The Paperless-ng code adds user authentication and filters documents by owner, improving security and multi-user support.

paperless-ngx

28,602

A community-supported supercharged document management system: scan, index and archive all your documents

Pros of paperless-ngx

More active development and frequent updates
Enhanced user interface with modern design
Improved document processing and management features

Cons of paperless-ngx

Potential compatibility issues with older paperless setups
Steeper learning curve for users familiar with the original paperless

Code Comparison

paperless:

# Example from paperless
class Document(models.Model):
    correspondent = models.ForeignKey(
        Correspondent, blank=True, null=True, on_delete=models.SET_NULL
    )
    title = models.CharField(max_length=128, blank=True, db_index=True)

paperless-ngx:

# Example from paperless-ngx
class Document(models.Model):
    correspondent = models.ForeignKey(
        Correspondent, related_name="documents", on_delete=models.SET_NULL, null=True, blank=True
    )
    title = models.CharField(max_length=128, blank=True, db_index=True)

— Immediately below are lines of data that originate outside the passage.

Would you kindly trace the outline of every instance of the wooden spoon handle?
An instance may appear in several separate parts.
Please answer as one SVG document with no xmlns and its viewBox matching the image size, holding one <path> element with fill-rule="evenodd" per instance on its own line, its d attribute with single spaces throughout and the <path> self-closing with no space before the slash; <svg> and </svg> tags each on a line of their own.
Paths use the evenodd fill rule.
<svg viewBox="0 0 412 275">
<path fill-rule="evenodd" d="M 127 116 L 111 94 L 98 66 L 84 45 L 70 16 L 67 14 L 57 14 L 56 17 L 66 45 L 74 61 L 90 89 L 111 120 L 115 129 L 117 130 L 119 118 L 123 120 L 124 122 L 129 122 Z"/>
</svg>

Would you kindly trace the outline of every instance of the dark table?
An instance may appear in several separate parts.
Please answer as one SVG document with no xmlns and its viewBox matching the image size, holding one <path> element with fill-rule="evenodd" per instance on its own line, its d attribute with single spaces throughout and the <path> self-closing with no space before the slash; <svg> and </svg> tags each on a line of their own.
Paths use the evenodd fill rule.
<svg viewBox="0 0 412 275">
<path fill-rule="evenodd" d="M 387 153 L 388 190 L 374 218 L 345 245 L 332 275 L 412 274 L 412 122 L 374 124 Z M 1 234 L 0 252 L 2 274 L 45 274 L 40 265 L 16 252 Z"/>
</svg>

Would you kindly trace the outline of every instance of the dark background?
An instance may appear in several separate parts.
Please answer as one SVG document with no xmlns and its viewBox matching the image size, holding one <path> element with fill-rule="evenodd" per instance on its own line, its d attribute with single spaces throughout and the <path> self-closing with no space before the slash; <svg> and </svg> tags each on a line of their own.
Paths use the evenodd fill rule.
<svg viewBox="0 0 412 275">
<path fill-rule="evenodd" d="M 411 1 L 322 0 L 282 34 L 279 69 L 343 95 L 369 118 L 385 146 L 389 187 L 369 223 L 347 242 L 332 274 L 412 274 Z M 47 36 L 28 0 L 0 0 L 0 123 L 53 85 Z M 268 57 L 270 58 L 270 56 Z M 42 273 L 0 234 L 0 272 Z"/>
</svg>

The code comparison shows minor differences in model definitions, with paperless-ngx including a related_name parameter in the ForeignKey field.

Both projects aim to provide a paperless document management system, but paperless-ngx offers a more modern and actively maintained solution. While it may require some adjustment for users of the original paperless, the improved features and ongoing development make it an attractive option for those seeking a robust paperless document management system.